Saßnowski hat den Spagat versucht, indem sie erklärte, der Flächennutzungsplan stelle einen Kompromiss dar, den man mittrage, auch bei Neubaugebieten. Denn immerhin hätten es die Grünen geschafft, besagte 100 Hektar auf nur noch 13 zu verringern. Das Ziel müsse allerdings künftig eine Netto-Null sein, „wenn wir gut leben wollen“. Bevor künftig neue Flächen versiegelt würden, müssten also in gleichem Umfang Flächen entsiegelt werden. Außerdem, so Saßnowski, müsse künftig dichter gebaut werden.
Oberbürgermeister Thomas Hirsch (CDU), der bei solchen Aussagen bei früheren Gelegenheiten auch schon mal grantig werden konnte, trug die Grünen-Auslassung mit Fassung. Niemals, so Hirsch, sei die Versiegelung von 100 Hektar geplant gewesen. So groß sei lediglich das Untersuchungsgebiet zwischen Wollmesheimer Straße und Birnbach-Niederung gewesen, in dem nach geeigneten Flächen gesucht werden sollte, stellte er zum wiederholten Male klar.
Politik besteht aus Kompromissen
Staatsmännisch auch CDU-Stadtrat Peter Lerch: „Das ganze politische Leben besteht aus Kompromissen“, tröstete er Saßnowski. Für ihn und die Christdemokraten stelle der Flächennutzungsplan einen Meilenstein der Stadtentwicklung bis in die 2030er- und 40er-Jahre hinein dar. Mehr noch: Lerch schwärmte, dass so etwas wie die Quadratur des Kreises gelungen sei mit dem Ausweisen von Wohnbauflächen – auch für geförderten Wohnraum – und für Gewerbe bei gleichzeitiger Rücksichtnahme auf die Ökologie. Lerch lobte auch, dass die Ortsteile mit Neubaugebieten bedacht worden sind, als Angebot für Landauer, die in ihrem angestammten Umfeld bleiben könnten. Diese Neubaugebiete waren von jeher ein besonderes Anliegen von CDU und FWG, als der frühere Oberbürgermeister Hans-Dieter Schlimmer (SPD) noch von Innen- vor Außenentwicklung sprach.

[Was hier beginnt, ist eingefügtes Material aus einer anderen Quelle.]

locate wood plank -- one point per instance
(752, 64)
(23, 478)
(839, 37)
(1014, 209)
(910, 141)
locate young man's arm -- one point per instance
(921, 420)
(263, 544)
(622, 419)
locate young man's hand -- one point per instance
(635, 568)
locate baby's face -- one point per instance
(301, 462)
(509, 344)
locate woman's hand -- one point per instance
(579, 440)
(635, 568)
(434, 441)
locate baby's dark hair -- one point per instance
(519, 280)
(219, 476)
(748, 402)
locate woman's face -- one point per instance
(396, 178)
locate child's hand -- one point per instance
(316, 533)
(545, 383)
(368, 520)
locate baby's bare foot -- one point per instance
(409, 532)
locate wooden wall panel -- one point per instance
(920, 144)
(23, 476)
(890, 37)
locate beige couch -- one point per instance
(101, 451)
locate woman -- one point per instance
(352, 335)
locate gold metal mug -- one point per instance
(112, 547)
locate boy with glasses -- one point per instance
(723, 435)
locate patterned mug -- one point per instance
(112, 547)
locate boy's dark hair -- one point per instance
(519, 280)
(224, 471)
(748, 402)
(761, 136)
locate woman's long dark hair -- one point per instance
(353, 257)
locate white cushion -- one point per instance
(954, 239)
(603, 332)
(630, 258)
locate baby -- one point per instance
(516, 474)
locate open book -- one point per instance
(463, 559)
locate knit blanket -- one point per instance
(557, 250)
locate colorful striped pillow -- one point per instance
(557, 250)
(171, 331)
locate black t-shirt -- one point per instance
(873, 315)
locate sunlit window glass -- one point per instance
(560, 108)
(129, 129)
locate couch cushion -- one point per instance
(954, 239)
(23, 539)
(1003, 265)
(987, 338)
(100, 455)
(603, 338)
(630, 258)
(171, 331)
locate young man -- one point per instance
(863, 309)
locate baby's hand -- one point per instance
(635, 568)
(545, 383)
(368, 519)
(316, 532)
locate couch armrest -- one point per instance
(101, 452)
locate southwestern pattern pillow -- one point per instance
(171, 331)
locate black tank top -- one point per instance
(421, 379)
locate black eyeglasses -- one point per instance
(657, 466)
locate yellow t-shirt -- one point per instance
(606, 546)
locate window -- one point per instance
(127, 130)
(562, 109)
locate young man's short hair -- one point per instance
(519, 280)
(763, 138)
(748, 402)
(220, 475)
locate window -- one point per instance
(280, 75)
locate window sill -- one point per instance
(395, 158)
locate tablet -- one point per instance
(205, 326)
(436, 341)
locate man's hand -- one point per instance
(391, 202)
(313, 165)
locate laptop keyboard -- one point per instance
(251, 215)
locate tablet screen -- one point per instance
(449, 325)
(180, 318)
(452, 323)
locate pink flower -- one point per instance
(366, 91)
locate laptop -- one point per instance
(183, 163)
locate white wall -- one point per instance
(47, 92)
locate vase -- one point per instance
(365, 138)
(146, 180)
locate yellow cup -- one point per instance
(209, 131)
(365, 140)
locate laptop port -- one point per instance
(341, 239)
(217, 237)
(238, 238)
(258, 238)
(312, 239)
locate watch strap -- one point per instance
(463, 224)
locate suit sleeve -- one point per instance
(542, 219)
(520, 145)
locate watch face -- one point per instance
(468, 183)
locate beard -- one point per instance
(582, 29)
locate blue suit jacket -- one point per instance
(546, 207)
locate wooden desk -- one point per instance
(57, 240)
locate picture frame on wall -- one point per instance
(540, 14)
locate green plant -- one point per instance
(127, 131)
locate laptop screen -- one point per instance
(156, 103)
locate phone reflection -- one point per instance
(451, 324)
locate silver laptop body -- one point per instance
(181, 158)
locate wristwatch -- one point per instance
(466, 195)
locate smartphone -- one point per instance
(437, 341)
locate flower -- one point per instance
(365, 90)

Während die CDU laut Lerch „mit Überzeugung“ zustimme, fiel das Urteil für die Sozialdemokraten etwas nüchterner aus. „Wir gehen den Weg mit“, sagte deren Fraktionsvorsitzender Florian Maier, der sich als Ortsvorsteher von Dammheim auch über ein Neubaugebiet freuen kann. Nur seine Fraktionskollegin Magdalena Schwarzmüller gab ihre Enthaltung zu Protokoll, weil der Klimaschutz zu wenig berücksichtigt werde.
Perspektiven für Dörfer vermisst
Dem FWG-Fraktionsvorsitzenden Wolfgang Freiermuth geht der Flächennutzungsplan nicht weit genug: Während im Landauer Südwesten Perspektivflächen vorgesehen sind, die bei Bedarf auch noch bebaut werden können, gebe es solche Entwicklungsmöglichkeiten für die Stadtdörfer nicht. Freiermuth schimpfte auch über die Möglichkeit, auf dem Alten Messplatz Unigebäude zu errichten. Die Uni verfüge mit ihrem großen Parkplatz noch über ausreichend Gelände, wo auf Stelzen gebaut werden könnte – auch das ein schon wiederholt gerittenes Steckenpferd der Freien Wähler.
Der Bund dränge darauf, den Flächenverbrauch zu reduzieren, schimpfte Andrea Kleemann für die Pfeffer&Salz-Fraktion. Landau müsse endlich den Kreislauf von neuen Gewerbe- und Wohngebieten unterbrechen, die so viele Zuzüge „von gut verdienenden Menschen aus dem Umland und Badenern“ generieren, dass dann wieder neue Flächen versiegelt werden müssten. Sonst könne man „Wohngebiete bis nach Kandel“ ausweisen.
Die Linke ist begeistert
Deutlich positiver sieht der FDP-Fraktionsvorsitzende Jochen Silbernagel die Entwicklungsmöglichkeiten, weil sich Menschen nun auch in den Ortsteilen eine Heimat schaffen könnten und weil es gut erreichbare Arbeitsplätze gebe. Und sage noch mal einer, die Linke wäre nicht koalitionstauglich: Tobias Schreiner bedankte sich bei der Verwaltung für den neuen Flächennutzungsplan.
Am Ende wurde der Zukunftsplan für die Stadtentwicklung bei sieben Gegenstimmen und drei Enthaltungen mit großer Mehrheit angenommen.